Note: I know there is a more efficient method for writing my current program, but that is beside the point. I want to know what this error means and why I keep getting it and possibly a solution. Thank you guys. Here is the code:

int main (int argc, char *argv[]){

    int x;
    int y;
    int z;
    int temp;

    scanf("%d", &x);
    scanf("%d", &y);
    scanf("%d", &z);

        if (x > y) {
           temp = x;
           x = y;
           y = temp;
        }

        if (y > z) {
            temp = y;
            y = z;
            z = temp;
        }

        if (x > z) {
            temp = x;
            x = z;
            z = temp;
        }

        printf("%d", x);
        printf("%d", y);
        printf("%d", z);

  return EXIT_SUCCESS; }

Answer 1

From the GCC documentation:

The warn_unused_result attribute causes a warning to be emitted if a caller of the function with this attribute does not use its return value. This is useful for functions where not checking the result is either a security problem or always a bug, such as realloc.

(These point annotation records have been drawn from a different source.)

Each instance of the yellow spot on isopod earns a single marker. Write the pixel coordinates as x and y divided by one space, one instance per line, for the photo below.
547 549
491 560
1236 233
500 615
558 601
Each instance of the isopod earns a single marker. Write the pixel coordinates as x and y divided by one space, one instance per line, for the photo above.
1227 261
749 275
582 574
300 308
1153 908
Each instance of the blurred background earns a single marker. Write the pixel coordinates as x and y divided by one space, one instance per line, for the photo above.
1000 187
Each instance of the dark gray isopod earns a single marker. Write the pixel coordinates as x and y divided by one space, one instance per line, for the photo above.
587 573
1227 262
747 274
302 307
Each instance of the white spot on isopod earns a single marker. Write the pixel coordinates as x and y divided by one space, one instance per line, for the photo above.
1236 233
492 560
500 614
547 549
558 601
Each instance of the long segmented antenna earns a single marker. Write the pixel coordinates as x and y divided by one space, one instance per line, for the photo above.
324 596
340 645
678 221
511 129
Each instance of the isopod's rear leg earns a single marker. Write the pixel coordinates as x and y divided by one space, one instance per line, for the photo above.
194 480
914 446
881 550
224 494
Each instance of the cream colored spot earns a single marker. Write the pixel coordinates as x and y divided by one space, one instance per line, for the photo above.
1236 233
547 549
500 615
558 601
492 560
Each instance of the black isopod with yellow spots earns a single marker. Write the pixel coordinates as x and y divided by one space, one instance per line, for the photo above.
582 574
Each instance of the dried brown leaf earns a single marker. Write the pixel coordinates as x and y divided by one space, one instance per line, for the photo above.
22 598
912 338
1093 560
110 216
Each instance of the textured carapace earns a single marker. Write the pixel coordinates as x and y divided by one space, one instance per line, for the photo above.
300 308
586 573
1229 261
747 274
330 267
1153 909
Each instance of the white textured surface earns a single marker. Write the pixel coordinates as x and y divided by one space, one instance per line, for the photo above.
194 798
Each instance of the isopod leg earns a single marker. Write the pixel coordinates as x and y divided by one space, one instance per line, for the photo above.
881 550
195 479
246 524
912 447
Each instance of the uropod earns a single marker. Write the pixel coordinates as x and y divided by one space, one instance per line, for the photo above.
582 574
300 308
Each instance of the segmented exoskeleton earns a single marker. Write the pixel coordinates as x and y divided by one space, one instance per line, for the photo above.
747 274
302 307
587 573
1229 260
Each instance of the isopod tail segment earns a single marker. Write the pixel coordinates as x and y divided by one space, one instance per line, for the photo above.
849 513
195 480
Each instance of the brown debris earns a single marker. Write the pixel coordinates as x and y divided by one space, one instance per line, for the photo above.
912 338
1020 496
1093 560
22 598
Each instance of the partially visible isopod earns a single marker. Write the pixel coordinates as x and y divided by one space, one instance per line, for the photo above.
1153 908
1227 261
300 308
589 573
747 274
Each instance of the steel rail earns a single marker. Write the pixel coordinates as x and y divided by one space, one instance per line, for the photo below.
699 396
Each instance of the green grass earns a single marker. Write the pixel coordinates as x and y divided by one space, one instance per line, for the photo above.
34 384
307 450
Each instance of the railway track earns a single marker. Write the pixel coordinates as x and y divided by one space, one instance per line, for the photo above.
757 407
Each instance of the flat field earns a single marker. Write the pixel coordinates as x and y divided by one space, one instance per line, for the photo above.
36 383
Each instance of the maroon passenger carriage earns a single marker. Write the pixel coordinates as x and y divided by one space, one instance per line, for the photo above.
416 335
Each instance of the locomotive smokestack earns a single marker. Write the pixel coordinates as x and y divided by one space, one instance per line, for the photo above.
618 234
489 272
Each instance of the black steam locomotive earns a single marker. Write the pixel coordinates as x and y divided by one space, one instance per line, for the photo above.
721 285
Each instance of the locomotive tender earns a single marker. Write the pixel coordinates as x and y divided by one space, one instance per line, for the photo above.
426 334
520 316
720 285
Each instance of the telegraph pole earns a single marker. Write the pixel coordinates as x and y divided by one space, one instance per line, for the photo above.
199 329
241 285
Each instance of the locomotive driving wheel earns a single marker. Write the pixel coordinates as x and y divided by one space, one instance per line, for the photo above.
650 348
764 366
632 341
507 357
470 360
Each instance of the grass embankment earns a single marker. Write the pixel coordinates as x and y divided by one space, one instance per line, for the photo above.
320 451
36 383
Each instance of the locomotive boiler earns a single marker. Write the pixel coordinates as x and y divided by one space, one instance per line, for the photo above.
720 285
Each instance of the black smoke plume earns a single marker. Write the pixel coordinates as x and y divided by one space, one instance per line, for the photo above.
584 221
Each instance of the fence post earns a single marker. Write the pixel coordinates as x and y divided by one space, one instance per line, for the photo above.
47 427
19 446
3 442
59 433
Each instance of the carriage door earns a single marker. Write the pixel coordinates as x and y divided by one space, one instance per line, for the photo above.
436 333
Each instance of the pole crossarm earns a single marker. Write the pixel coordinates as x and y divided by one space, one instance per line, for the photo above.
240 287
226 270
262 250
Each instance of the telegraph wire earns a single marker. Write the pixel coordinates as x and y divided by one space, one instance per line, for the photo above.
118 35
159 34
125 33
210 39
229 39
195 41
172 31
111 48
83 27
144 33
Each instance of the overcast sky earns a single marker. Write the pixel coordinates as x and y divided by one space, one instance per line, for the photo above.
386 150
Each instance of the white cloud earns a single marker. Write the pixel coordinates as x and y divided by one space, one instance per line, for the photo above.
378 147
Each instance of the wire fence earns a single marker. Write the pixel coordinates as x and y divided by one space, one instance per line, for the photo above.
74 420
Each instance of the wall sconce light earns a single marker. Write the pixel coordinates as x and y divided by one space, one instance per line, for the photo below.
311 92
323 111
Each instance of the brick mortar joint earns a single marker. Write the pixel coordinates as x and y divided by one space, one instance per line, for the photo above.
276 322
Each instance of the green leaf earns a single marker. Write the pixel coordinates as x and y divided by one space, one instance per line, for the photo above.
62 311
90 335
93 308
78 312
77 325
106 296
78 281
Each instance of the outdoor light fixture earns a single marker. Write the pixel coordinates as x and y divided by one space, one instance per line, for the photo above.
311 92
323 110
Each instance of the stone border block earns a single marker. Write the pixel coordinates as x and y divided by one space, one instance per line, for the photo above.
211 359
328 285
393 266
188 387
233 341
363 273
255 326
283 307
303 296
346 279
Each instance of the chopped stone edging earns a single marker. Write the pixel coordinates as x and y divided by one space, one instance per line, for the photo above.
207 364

      int fn () __attribute__ ((warn_unused_result));
      int foo ()
      {
        if (fn () < 0) return -1;
        fn ();
        return 0;
      }

results in warning on line 5.

Answer 2

The error that you get from the compilers is just what it says. In order for your application to be correct, you have to check the return value of scanf. The possible return values are described in the man page.

For an explanation of what causes the error, see the "warn_unused_result" part of gcc manual (quoted in Peter R.s reply).